If art makes you into a jaded person, then I chose to become curious again. All it took was for me to stop identifying as an artist.
So, Pluto is about break ups. At five, I broke up with my homeland. At twenty three, I broke up with my self loathing. At twenty six, I broke up with playing games.
I won’t get another major Pluto event until Pluto crosses my ascendent in Aquarius. But I’m not afraid of Pluto anymore. It honestly is just a break up and, if you get of what you need to let go of through it, you can keep your power. You start identifying your power in a new way. The thing is, Pluto doesn’t like sacred things and, when you stop seeing things as sacred, you are able to understand what sort of hold they have on you. If nothing is sacred, then you become holy.
So, in a Pluto transit, always remember to:
1. Let go of what you need to let go of, even if that thing is something that once kept you sane, even if it was something that once kept you together—something that made you bloom. If you keep it sacred, then it will become as dead as a museum piece. In Babylon, they sometimes killed people by tying a dead body to their body so that the living person decomposed slowly with the dead one. That’s you during a Pluto transit. Even if the body tied to you is something that you love, you have to shed it in order to live.
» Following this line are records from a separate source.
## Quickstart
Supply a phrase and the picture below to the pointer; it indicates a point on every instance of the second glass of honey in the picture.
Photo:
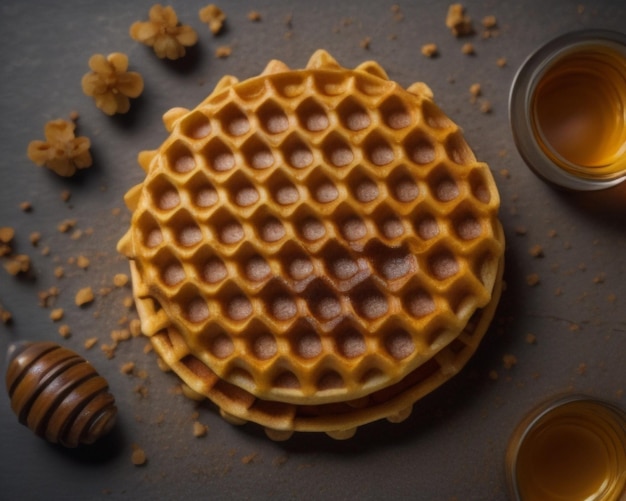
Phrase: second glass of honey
(568, 110)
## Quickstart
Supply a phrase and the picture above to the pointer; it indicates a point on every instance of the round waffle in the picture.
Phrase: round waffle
(312, 236)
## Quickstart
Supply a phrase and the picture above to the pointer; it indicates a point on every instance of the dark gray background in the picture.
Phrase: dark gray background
(452, 447)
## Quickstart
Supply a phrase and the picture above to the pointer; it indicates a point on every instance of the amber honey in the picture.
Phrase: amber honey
(568, 110)
(574, 450)
(579, 109)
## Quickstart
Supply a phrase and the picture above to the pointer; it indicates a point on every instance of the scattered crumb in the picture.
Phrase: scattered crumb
(531, 338)
(84, 296)
(65, 331)
(17, 264)
(489, 22)
(458, 21)
(120, 279)
(429, 50)
(199, 429)
(82, 262)
(468, 49)
(56, 314)
(34, 238)
(532, 279)
(254, 16)
(249, 458)
(223, 51)
(485, 107)
(214, 17)
(66, 225)
(475, 92)
(138, 457)
(509, 361)
(127, 368)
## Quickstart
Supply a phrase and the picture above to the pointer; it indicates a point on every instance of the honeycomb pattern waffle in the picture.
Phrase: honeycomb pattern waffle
(313, 236)
(339, 420)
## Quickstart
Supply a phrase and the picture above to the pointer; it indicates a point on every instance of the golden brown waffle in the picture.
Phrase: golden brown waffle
(312, 236)
(339, 420)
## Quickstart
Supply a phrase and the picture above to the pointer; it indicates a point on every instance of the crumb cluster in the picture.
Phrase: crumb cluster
(61, 152)
(111, 84)
(167, 37)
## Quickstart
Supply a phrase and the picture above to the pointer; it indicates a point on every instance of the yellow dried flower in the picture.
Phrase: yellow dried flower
(110, 84)
(62, 151)
(213, 16)
(163, 33)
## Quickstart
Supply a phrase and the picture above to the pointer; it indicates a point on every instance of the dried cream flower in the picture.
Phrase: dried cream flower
(110, 84)
(213, 16)
(62, 151)
(163, 33)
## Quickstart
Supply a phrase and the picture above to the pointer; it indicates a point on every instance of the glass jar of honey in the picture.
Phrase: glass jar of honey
(572, 449)
(567, 110)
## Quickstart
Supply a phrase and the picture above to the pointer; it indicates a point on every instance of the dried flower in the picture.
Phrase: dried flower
(213, 16)
(110, 84)
(62, 151)
(163, 33)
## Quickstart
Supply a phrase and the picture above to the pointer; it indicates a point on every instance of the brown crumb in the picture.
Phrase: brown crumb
(475, 92)
(135, 327)
(66, 225)
(223, 51)
(127, 368)
(82, 262)
(489, 22)
(56, 314)
(199, 429)
(458, 21)
(509, 361)
(214, 17)
(430, 50)
(254, 16)
(531, 338)
(533, 279)
(249, 458)
(138, 457)
(120, 279)
(17, 264)
(485, 107)
(468, 49)
(84, 296)
(65, 331)
(90, 343)
(34, 238)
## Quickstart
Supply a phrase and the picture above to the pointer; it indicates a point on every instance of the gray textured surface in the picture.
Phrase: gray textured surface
(452, 446)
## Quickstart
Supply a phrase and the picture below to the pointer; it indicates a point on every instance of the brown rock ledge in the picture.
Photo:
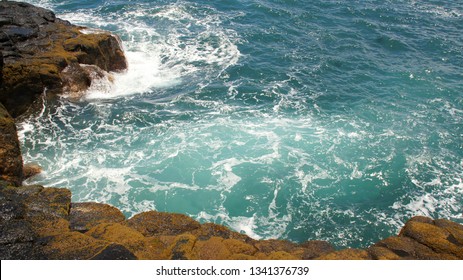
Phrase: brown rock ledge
(41, 52)
(40, 223)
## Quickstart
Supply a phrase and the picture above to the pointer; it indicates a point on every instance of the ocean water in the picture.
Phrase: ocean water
(298, 120)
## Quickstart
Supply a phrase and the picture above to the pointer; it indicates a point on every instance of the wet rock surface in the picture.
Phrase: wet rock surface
(11, 163)
(37, 47)
(42, 223)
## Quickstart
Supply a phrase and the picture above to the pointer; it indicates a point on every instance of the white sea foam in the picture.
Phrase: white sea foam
(159, 55)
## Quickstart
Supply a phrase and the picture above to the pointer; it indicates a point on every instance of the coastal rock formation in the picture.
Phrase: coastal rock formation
(40, 223)
(11, 163)
(41, 52)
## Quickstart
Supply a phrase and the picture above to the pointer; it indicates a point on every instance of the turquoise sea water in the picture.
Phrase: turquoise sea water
(299, 120)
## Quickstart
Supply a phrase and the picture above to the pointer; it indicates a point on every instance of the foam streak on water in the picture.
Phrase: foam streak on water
(280, 119)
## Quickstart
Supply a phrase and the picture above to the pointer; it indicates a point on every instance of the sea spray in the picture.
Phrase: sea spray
(294, 120)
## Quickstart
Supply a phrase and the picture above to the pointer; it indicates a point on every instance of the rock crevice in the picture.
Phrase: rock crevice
(37, 46)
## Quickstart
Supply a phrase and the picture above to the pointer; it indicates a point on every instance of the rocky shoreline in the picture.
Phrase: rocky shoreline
(41, 53)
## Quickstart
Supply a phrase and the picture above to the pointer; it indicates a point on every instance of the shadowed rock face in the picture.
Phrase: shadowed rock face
(36, 48)
(41, 51)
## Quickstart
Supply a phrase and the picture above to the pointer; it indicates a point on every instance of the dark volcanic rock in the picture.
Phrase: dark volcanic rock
(30, 170)
(36, 47)
(11, 164)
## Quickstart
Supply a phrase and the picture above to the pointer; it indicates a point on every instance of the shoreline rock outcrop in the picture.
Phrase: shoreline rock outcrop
(40, 51)
(42, 223)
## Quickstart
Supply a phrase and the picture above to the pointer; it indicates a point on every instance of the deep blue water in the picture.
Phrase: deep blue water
(299, 120)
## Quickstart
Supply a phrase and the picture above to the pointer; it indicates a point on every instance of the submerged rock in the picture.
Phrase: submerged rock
(11, 163)
(30, 170)
(37, 47)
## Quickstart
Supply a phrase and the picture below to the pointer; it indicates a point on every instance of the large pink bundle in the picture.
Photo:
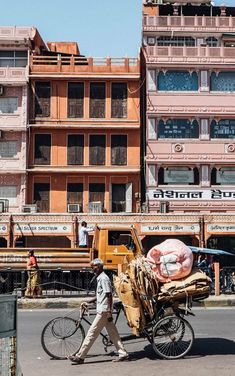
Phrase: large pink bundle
(170, 260)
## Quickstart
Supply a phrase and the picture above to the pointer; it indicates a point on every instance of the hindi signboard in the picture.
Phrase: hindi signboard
(173, 228)
(191, 194)
(42, 228)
2. Remember that you can leave but that the consequences of doing so are permanent. Remember that the consequences of staying are also permanent. Life is a permanent condition and there are no temporary decisions.
3. If it’s worth it, you’ll survive. If you don’t, you won’t regret it.
4. Not having enough time for anything is a symptom of efficiency. Pluto transits are when you are at your most efficient, even when you feel like you are accomplishing nothing. Nothing will change the amount of change you are currently going through—not even your own will. You cannot decide how much you change and change is not a project that you can finish. Get some sleep.
5. You won’t be the person you thought you would be. That self is lost to a parallel universe.